Restaurant: ゐざさ (Izasa)  null 
Address: 〒630-8212 奈良県奈良市春日野町16
Area: Kasugano-cho, Nara-shi, Nara-ken, Japan
Nearest Station: Nara (奈良) & Kintetsu Nara (近鉄奈良)

After a few days in Kyoto, my sister and I met up with our cousins on a day trip at Nara. We only spent a few hours in Nara, before heading to Osaka.

Nara is famous for their deer park next to Todai-ji (Buddhist temple), where there is literally deer everywhere!! You can pet them, and buy deer crackers to feed them. Just be careful not to get head-butted by a deer!

We went to Izasa, a sushi restaurant in Yume-Kaza Plaza, just around the temple.

I ordered the Izasa Tempura Set (¥1,680), which had 5 pieces of kakinoha sushi and izasa sushi with assorted tempura, sesame tofu, and Miwa somen.

My cousin ordered the Yoshino Set (¥1,680), which had 9 pieces of kakinoha sushi and izasa sushi with tempura Miwa somen.

One of Nara’s specialty foods is kakinoha sushi, or persimmon leaf sushi. In the above photo, it is the leaf wrapped sushi in the upper right. Unfortunately I was too hungry and forgot to take a photo of the sushi, unwrapped!

A specialty born of Nara’s long history and favorable climate is kaki-no-ha zushi (persimmon leaf sushi). A local dish of southern Nara, it consists of vinegared rice topped with mackerel or salmon and wrapped in a persimmon leaf. The aroma of the persimmon leaf gives the sushi a mellow flavor.

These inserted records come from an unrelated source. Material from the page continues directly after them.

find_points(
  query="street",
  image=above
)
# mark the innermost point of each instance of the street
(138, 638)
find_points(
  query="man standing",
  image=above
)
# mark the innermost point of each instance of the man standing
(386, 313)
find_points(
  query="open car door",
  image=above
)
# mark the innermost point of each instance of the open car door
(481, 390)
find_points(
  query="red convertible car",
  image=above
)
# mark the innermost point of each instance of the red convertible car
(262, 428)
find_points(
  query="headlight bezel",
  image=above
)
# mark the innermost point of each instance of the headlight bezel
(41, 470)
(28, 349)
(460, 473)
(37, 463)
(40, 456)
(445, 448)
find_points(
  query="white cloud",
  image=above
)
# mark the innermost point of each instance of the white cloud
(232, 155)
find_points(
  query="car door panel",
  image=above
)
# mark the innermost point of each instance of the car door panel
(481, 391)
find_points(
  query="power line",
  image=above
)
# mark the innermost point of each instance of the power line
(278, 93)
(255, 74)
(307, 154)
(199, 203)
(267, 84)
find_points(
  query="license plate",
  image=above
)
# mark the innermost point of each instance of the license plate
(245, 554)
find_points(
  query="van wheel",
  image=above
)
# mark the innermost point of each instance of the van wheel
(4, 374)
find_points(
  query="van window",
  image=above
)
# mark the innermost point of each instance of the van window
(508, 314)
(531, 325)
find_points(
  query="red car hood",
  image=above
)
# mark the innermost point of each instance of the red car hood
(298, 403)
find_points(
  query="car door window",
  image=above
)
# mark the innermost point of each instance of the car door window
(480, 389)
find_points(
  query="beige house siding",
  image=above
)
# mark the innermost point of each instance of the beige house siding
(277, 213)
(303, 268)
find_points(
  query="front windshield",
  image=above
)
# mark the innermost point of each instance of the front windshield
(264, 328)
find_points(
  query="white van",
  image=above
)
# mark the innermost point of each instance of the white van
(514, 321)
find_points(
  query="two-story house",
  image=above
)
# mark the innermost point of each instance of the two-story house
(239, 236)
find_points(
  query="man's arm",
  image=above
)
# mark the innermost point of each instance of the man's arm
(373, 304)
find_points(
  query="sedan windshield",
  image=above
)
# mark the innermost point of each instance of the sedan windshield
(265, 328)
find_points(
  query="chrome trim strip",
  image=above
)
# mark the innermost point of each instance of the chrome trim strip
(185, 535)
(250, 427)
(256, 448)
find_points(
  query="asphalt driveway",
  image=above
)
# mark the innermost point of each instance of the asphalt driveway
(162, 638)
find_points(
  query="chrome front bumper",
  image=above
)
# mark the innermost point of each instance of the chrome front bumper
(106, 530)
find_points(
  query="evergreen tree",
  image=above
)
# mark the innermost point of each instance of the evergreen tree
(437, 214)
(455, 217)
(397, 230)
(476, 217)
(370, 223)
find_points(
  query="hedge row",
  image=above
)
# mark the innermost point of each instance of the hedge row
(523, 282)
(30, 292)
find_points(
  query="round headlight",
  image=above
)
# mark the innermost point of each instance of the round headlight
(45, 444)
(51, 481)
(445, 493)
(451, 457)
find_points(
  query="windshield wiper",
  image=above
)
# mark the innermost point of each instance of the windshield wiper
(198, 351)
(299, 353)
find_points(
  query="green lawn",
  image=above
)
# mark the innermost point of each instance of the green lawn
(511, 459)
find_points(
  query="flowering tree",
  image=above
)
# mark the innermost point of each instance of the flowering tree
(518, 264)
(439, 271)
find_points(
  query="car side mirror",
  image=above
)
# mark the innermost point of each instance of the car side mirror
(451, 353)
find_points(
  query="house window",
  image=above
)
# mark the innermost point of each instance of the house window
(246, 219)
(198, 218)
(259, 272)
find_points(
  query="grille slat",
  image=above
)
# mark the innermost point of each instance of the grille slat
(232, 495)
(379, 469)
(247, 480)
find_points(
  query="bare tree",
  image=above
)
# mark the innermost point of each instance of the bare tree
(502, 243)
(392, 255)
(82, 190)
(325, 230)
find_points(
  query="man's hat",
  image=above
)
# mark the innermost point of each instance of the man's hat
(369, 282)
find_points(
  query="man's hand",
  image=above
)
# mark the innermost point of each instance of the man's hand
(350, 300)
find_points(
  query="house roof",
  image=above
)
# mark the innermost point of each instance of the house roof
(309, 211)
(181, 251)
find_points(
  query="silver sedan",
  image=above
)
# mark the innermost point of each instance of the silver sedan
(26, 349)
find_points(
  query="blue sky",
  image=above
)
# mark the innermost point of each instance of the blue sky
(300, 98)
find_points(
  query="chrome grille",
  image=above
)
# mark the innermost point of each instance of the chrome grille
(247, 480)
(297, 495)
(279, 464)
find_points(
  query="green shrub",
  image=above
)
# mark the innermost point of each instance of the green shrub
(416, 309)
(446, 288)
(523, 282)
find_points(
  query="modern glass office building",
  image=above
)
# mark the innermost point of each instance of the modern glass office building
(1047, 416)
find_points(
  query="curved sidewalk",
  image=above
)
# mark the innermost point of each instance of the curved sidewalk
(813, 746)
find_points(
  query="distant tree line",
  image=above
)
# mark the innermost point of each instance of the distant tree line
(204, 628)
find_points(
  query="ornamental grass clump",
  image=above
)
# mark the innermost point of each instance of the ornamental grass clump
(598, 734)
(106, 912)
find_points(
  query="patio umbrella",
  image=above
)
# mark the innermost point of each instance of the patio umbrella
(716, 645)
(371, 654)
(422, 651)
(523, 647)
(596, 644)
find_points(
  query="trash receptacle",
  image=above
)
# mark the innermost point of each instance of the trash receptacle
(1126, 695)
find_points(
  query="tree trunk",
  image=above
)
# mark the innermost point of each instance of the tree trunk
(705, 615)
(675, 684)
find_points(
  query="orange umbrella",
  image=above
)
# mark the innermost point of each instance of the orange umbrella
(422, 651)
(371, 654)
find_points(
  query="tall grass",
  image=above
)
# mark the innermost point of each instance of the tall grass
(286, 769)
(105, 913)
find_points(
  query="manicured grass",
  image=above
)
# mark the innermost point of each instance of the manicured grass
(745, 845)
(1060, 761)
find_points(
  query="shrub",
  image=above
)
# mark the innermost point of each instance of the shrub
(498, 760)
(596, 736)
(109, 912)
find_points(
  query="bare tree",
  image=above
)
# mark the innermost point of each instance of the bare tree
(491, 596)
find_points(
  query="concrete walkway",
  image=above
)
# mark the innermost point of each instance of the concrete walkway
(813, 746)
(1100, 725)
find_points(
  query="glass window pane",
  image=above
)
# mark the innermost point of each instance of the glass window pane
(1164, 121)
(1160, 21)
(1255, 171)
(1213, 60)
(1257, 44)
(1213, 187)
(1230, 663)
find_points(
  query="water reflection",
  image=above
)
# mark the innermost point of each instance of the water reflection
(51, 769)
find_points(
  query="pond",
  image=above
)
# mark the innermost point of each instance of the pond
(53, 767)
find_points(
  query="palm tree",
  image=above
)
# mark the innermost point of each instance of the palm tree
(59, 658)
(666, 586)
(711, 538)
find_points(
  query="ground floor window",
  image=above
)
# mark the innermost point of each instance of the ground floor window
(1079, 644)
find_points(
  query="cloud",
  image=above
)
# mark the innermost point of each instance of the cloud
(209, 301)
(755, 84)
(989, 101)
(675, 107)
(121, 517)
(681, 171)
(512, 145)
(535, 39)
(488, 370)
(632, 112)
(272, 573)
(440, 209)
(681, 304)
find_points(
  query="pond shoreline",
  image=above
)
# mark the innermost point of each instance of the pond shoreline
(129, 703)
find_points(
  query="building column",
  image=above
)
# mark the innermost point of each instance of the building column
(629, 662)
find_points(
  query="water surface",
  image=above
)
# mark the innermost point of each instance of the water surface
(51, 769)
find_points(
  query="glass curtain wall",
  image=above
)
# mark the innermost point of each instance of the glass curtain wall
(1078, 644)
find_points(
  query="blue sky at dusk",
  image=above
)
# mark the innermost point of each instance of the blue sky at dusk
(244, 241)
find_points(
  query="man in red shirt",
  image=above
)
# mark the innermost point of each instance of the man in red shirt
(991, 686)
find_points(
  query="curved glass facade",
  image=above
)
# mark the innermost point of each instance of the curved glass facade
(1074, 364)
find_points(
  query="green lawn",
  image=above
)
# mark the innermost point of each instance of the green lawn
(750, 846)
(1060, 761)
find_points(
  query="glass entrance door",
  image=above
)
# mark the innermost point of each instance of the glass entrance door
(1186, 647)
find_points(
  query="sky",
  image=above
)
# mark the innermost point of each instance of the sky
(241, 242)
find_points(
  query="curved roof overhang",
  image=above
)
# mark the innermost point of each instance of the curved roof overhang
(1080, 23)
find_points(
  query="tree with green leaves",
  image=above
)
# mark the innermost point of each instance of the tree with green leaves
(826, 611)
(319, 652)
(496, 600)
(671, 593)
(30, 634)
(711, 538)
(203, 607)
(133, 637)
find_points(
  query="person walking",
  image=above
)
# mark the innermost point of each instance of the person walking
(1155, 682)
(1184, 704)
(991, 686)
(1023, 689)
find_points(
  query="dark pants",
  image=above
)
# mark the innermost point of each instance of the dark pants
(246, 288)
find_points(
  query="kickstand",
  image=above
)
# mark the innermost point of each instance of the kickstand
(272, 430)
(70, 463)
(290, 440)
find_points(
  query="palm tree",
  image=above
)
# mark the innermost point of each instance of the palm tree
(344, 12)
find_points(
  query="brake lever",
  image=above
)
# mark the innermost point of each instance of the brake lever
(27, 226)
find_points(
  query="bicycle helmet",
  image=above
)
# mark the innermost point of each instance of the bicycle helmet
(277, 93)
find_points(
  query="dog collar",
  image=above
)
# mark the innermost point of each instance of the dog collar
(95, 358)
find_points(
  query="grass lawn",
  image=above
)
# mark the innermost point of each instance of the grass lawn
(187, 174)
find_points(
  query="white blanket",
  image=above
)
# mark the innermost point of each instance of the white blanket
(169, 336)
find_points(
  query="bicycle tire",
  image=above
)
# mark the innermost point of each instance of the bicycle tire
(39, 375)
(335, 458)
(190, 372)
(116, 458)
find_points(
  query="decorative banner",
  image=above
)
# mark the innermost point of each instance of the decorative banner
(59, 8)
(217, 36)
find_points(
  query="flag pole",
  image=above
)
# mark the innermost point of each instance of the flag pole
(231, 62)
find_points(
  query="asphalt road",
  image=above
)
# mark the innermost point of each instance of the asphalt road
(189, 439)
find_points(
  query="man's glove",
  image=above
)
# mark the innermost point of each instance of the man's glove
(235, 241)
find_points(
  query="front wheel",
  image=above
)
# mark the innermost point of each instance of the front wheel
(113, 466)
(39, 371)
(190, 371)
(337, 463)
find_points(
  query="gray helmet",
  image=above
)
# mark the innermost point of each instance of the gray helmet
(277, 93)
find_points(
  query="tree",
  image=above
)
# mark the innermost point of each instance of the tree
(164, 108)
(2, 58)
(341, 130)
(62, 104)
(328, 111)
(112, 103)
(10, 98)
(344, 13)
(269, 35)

Another specialty from Nara is Miwa somen, which we had served in a cold broth with tamago, kamaboko, and mushroom.

Originally known as mugi-nawa (“wheat strings”), noodles have been produced for more than 1,200 years in the Miwa area (present-day Sakurai City). High-quality wheat flour is made into dough, then stretched to form noodles no more than 1 mm thick. In winter, the snow-white noodles can be seen drying outside on special racks in the cold, dry air.

Japan’s Tasty Secrets

Sakuri city in Nara prefecture is said to be the birthplace of Somen. Traditional production methods are still used there today; Kneading well after mixing flour, salt and water, then adding a bit of vegetable oil, flour, or rice flour over the dough. Finally, the dough is stretched, flattened and let to dry.

For cold Somen, after washing the hot Somen with cold water with ice to cool them completely, you dip your noodles into a salty sauce made of soy sauce, fish or seaweed broth and sweet sake. You may then add chopped green onion, ginger paste, sesame, myoga (Japanese ginger), seaweed, Oba (perilla) and so on. You can also add a pickled salty plum to give a refreshing after taste as well. Different regions use different vegetables as toppings for the dish.